La France, un jour, reconnaissante et repentante, élèvera un monument à Louis XVI, le plus pur, le plus dévoué de tous ses rois, qui, au milieu d'une corruption générale, dans une cour où ses frères mêmes continuaient le doute philosophique et les débauches de Louis XV, demeura croyant et chaste ; qui apporta sur le trône « les deux qualités qui font les bons rois, la crainte de Dieu et l'amour du peuple[1], » et à qui cet amour sincère révéla les besoins de la chose publique ; qui restaura la marine, aida les États-Unis à s'affranchir, supprima les derniers vestiges de la féodalité, abolit la torture et donna l'édit de tolérance ; qui, le premier, eut la pensée des réformes salutaires, les indiqua et les commença au prix de ses droits, de sa liberté et de son sang ; à ce roi honnête homme, enfin, dont Napoléon Ier voulait réhabiliter solennellement la mémoire, que le pape Pie VI songeait à faire canoniser[2], et que les peuples appelèrent le restaurateur de la liberté française, avant qu'il eût mérité le titre de roi-martyr !

[Note 1 : Mignet.]

[Note 2 : Allocution du 17 juin 1793.]


XIII

Quériolet.

Un caractère breton.

C'est là, c'est en Bretagne, que l'on rencontre des hommes fortement caractérisés, race dure comme le sol, solide comme le granit ; il semble qu'aux vents de la mer qui battent leurs côtes, ils se soient raidis.
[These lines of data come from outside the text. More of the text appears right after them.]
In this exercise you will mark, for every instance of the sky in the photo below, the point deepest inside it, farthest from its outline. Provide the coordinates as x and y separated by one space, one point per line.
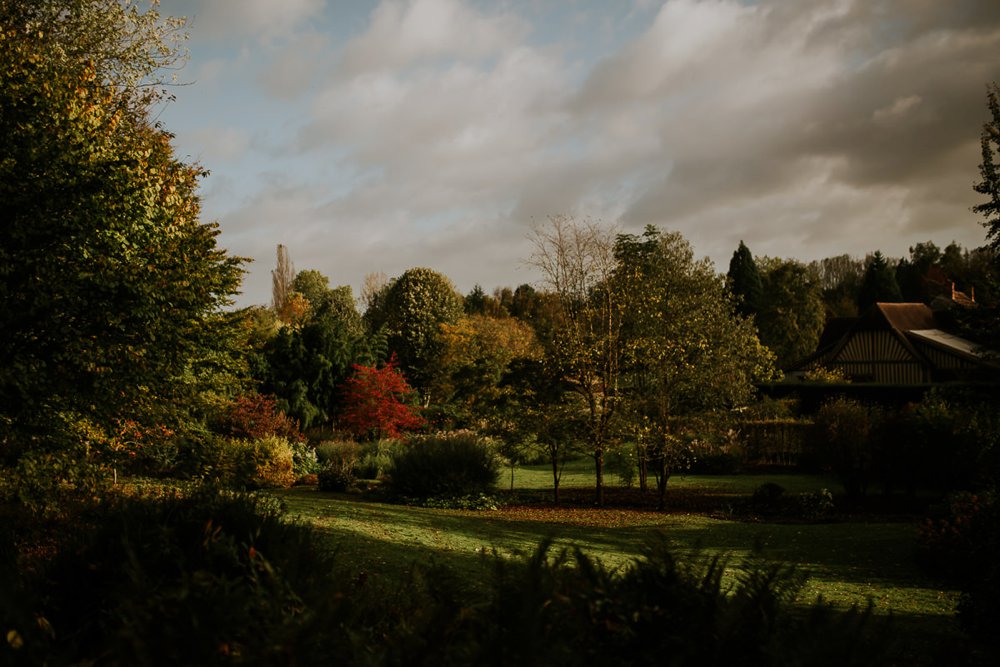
376 136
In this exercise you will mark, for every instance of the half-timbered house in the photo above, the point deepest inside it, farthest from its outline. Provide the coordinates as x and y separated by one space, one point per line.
900 344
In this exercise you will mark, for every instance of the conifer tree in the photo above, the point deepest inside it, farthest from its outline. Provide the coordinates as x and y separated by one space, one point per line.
744 281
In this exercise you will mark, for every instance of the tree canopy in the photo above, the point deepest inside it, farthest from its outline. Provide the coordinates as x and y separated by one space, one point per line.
878 284
414 307
745 281
989 170
792 315
111 286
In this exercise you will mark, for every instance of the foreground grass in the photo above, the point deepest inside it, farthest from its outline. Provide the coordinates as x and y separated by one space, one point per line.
849 563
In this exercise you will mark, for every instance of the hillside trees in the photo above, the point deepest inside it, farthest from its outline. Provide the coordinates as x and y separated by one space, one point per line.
475 354
308 360
111 286
412 308
792 313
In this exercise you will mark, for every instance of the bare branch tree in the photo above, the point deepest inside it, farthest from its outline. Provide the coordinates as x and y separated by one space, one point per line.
576 259
281 280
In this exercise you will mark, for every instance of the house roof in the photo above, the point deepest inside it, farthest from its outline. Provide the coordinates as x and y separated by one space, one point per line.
899 316
908 323
949 342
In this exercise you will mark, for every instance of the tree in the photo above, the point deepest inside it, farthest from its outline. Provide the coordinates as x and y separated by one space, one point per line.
476 353
414 307
989 170
792 314
576 260
111 287
878 284
840 279
376 403
323 300
307 364
745 281
912 273
281 281
686 351
536 406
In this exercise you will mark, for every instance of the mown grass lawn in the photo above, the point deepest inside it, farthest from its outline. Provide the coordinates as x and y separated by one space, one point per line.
850 561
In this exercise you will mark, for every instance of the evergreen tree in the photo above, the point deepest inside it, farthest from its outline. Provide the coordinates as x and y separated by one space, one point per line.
990 170
879 284
745 282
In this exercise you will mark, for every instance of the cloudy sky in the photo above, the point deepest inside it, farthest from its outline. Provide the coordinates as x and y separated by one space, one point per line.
381 135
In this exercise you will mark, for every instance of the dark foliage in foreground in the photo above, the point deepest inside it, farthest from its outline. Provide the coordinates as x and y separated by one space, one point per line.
221 578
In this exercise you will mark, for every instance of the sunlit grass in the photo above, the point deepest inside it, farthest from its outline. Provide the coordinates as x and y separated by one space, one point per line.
849 563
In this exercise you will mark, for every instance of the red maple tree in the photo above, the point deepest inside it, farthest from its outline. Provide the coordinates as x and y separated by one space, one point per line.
375 402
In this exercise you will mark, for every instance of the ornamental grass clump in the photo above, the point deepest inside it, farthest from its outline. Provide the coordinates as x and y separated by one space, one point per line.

On dit proverbialement une tête bretonne, c'est-à-dire une tête qui veut, qui persiste et va jusqu'au bout. Nulle province n'a donné à la France plus de génies indociles. La Bretagne a commencé par Abélard, au XIe siècle, elle a fini dans le nôtre par Broussais et Lamennais, et par Chateaubriand, libéral à la manière des vieux Bretons, et au fond, ennemi du pouvoir. Toujours le parlement de Bretagne fut difficile à mater ; il résistait encore quand les autres avaient depuis longtemps cédé. Les émeutes de Rennes et des autres villes de Bretagne, sous Louis XIV et Louis XV, étaient excitées ou soutenues par le parlement. Du Guesclin, — il n'y a pas de plus mauvais garnement sur la terre, disait sa mère, — est un des types de ces âpres Bretons, et aussi ce du Couëdic qui, avant d'attaquer un vaisseau anglais (combat de la Surveillante contre le Québec, le 7 octobre 1779, près des îles d'Ouessant), fait mettre son équipage à genoux et réciter le De profundis, et après : Maintenant vous pouvez mourir ! et il se promène sur le pont, frappant du pied, dit un contemporain, comme une baleine qui frappe la mer de sa queue. Le combat fut terrible, le vaisseau anglais sauta, et la frégate de du Couëdic rentra à Brest, presque en ruines. D'autres, moins célèbres, ont une vigueur, une raideur de caractère, et de principes qui, dans l'antiquité, en eût fait des stoïciens, et, au XVIIe siècle, des jansénistes, E. Souvestre, Alex. Duval, Duclos : le premier, philosophe pratique, le second, ardent en ses haines, le troisième, d'une franchise abrupte. Je veux raconter ici quelques traits d'un homme presque inconnu, le Gouvello de Quériolet, qui donneront une idée de ces natures à part, tout d'une pièce, pour qui il n'est pas de demi-mesures, également extrêmes dans le bien comme dans le mal.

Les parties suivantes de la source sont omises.